Regarder l'océan est une expérience de saisie du monde intéressante. C'est une alliance de découpage et de recomposition d'un espace réemboïté en trois dimensions fondamentales, qui résument la matière possible du monde, l'air, l'eau, la terre. Le quatrième sommet de ce carré chimérique, imparfait, ouvert au vide, se niche au centre de l’œil de l'observateur, confronté à l'interpénétration de trois infinis aux contours par définition mal définis.

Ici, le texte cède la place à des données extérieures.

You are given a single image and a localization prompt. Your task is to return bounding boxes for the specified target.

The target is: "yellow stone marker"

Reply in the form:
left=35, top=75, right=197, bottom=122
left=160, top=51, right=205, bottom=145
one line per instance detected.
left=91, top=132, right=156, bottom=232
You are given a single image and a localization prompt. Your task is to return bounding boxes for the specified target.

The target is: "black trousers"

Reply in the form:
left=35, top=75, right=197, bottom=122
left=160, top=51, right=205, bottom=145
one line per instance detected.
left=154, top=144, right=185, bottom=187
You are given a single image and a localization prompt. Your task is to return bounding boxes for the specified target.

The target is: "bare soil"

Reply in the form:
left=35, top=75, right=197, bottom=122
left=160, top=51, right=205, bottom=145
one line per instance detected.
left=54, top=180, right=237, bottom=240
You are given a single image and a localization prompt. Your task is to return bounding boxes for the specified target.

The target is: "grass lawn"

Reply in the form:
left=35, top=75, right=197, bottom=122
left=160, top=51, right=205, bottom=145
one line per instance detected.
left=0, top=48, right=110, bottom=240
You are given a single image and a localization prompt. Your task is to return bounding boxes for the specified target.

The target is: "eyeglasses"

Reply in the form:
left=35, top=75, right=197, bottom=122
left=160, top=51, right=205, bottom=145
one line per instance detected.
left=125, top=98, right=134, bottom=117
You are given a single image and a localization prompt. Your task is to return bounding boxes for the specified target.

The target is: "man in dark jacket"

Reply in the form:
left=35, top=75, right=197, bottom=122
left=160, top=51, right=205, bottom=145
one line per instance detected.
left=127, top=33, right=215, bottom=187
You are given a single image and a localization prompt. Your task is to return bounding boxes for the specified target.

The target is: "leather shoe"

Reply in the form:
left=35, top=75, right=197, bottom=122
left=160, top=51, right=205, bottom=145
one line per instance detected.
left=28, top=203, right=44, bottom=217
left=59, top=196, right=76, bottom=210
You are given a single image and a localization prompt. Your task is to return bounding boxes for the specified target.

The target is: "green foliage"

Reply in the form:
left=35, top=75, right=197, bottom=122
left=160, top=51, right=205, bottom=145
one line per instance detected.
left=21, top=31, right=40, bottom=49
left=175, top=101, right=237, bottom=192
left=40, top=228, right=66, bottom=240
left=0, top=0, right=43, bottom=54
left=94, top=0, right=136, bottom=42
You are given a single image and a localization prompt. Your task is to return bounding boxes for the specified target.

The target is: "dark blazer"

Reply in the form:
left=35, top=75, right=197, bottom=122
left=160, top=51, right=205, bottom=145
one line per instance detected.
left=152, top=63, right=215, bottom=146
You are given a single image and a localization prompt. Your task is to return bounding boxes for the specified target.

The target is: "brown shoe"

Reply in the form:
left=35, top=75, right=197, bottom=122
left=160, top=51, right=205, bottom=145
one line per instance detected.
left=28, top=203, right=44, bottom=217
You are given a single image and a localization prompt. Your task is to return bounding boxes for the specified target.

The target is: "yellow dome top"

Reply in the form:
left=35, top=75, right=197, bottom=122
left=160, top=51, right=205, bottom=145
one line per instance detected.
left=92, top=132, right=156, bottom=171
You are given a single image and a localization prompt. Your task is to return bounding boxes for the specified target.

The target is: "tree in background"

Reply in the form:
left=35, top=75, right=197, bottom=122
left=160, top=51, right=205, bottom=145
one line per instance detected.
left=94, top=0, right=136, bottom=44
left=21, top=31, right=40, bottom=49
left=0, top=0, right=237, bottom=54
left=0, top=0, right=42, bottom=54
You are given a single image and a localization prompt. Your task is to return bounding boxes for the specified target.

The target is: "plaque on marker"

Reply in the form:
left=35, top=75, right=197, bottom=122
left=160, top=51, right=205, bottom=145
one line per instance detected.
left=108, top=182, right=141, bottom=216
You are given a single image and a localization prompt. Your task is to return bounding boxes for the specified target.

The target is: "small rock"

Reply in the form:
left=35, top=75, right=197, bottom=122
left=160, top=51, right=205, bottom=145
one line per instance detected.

Balzac, en trente pages, résume la beauté de cette expérience de l'univers avec un lyrisme qui ne lui est pas si fréquent que ça au cours de la Comédie. Il superpose à cette tripartition du bord du monde que constitue l'océan une triple tragédie en miniature agitant un fils, une mère et son père, Cambremer, le reclus maudit condamné à contempler éternellement le rivage, pour un crime commis contre cette eau dont il a usé avec un hybris annoncé par son nom.
À la fin, l'ironie terrible de l'écrivain chrétien qui achève son petit récit noir sur la description hantée de l'extraction du sel dans les marais de Bretagne, comme pour priver définitivement la terre de ce que l'humanité contenue en elle est censée sauver.
Beau, terrible, efficace, suggestif. Excessivement détonant dans le corpus. Etrangement mineur, méconnu, et directement vers la cime de mon Olympe personnel du gars.